Suicide was not altogether unfamiliar territory for my father: his grandfather successfully took his own life in 1930. My grandmother, who was eighteen at the time of his death and had just graduated from nursing school, was often heard saying, “My father always told me that if I became a nurse it would be over his dead body.” (His suicide probably had nothing to do with her: he managed a bank in their hometown and lost a great deal of other people’s money in the crash of 1929.) But her sadness from his death affected her entire life. (Ironically she committed suicide herself. In her 90th year, in excruciating pain from the cancer that had spread across her entire body, she overdosed on morphine. This act, however, made no one sad.)

And all of this brings me to the reason for my focus on this subject: the story of the nurse who, supposedly, killed herself due to the humiliation of falling for a prank. I say supposedly because we don’t know, and we will never know, if that was the reason.

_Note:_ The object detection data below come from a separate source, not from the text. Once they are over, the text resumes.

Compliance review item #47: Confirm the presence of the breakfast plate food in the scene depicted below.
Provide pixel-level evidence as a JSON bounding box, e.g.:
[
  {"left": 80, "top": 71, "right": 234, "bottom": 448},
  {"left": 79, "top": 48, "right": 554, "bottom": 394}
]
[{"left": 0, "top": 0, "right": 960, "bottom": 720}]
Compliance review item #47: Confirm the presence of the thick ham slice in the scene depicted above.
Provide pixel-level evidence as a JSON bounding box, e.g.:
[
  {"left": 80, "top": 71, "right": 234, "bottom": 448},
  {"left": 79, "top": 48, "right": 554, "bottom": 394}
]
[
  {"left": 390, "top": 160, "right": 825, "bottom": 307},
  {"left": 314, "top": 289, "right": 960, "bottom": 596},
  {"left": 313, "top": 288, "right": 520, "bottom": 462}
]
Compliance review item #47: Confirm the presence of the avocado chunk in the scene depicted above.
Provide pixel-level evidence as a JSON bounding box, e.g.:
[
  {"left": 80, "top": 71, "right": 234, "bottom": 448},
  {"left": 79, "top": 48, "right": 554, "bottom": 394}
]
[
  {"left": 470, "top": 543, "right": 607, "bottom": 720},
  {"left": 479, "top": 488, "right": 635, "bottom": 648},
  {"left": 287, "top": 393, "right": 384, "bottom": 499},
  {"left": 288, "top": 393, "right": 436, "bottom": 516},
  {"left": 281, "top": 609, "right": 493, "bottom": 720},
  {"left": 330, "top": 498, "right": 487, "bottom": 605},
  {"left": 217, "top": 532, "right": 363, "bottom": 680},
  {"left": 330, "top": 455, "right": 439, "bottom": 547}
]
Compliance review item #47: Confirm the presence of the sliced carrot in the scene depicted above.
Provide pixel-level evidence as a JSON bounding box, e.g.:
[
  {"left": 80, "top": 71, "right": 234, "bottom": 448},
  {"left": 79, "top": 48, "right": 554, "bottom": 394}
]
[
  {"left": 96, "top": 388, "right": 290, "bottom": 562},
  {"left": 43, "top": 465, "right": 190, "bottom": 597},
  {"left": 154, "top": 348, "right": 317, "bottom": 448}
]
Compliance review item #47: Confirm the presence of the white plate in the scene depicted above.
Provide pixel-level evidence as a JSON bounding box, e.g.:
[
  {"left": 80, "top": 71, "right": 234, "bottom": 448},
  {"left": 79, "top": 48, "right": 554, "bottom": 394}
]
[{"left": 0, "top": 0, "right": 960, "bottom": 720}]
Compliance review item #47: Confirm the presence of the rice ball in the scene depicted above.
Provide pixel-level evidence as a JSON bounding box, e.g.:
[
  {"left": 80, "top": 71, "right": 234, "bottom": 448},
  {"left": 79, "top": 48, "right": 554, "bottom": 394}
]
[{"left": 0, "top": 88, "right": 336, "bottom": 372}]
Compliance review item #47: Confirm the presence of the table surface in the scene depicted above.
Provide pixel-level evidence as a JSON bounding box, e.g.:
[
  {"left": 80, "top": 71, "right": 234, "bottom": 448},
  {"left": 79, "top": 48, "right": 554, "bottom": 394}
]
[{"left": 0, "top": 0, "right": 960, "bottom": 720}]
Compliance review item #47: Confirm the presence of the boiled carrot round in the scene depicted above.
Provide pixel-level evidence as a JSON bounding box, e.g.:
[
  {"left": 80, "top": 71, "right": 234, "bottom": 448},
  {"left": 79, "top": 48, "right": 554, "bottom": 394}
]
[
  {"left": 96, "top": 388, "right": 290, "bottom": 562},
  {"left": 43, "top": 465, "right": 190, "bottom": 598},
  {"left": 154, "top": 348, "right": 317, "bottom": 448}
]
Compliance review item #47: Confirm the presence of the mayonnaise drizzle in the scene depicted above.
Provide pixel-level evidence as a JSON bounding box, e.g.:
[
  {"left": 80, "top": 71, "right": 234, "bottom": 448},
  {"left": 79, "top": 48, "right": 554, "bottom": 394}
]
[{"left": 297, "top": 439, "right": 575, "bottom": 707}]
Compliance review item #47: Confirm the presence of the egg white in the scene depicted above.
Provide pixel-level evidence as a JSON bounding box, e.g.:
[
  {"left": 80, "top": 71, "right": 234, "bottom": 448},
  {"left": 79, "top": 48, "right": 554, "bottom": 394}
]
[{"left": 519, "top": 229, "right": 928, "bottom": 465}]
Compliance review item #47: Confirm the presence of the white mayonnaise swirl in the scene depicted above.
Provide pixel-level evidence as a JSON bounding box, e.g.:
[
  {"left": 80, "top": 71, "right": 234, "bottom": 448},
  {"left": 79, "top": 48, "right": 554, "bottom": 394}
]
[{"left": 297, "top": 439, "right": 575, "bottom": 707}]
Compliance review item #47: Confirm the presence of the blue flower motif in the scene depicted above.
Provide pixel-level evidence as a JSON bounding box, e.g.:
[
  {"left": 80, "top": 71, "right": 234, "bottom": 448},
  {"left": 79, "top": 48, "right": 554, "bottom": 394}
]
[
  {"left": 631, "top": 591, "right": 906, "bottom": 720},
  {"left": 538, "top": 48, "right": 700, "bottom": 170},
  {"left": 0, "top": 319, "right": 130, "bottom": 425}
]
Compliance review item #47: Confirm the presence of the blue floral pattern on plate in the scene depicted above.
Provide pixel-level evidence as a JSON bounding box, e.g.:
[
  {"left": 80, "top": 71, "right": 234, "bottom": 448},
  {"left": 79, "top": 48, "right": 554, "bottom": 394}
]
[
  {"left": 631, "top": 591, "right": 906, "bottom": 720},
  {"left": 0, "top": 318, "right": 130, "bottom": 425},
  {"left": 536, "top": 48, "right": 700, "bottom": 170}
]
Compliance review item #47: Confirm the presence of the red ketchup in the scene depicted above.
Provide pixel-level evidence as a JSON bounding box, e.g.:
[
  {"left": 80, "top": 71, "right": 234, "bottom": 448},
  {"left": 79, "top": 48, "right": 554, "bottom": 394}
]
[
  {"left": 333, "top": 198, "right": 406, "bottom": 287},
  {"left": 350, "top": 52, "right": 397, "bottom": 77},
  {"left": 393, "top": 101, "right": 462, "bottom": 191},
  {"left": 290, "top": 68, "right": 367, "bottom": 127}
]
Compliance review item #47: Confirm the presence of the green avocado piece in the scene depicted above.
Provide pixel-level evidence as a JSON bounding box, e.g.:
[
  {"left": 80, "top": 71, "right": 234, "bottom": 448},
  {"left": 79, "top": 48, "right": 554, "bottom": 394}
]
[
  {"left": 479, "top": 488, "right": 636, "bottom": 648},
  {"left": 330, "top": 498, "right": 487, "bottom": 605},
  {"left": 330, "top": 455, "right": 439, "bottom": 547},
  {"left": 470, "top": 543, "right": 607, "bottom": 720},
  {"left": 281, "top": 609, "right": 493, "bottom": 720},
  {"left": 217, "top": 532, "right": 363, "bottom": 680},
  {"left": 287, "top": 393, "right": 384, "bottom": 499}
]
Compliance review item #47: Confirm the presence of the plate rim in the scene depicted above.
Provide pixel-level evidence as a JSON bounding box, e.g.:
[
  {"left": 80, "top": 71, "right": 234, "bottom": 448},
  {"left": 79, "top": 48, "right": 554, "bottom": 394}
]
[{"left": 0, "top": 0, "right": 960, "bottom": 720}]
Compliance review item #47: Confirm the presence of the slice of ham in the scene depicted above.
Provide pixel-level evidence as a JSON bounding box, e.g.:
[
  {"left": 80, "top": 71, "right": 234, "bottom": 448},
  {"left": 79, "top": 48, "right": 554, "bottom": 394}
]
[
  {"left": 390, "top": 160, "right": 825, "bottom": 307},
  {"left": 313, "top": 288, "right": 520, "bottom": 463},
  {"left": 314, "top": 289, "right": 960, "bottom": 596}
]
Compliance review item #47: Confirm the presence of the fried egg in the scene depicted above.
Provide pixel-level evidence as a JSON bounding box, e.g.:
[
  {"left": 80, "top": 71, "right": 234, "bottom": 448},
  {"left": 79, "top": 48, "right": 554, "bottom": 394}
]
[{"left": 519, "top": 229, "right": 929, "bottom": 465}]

The objective observers see her act as a permanent solution to a temporary problem. But the problem, whatever it is, is not temporary to the subject. It was not temporary to me. It was not temporary to my great-grandfather or my grandmother. To the person experiencing mental or physical pain, the present is the only reality.

Suicide is sad because we miss or feel sorry for the person who is gone. But it is not a crime, and no one, not even two idiot prank callers, is to blame. I would ask that we all show some respect to the deceased and stop reducing her life to one bad decision. Instead, we should recognize that she did what she could with her life, and when it became time to do so, she put it away.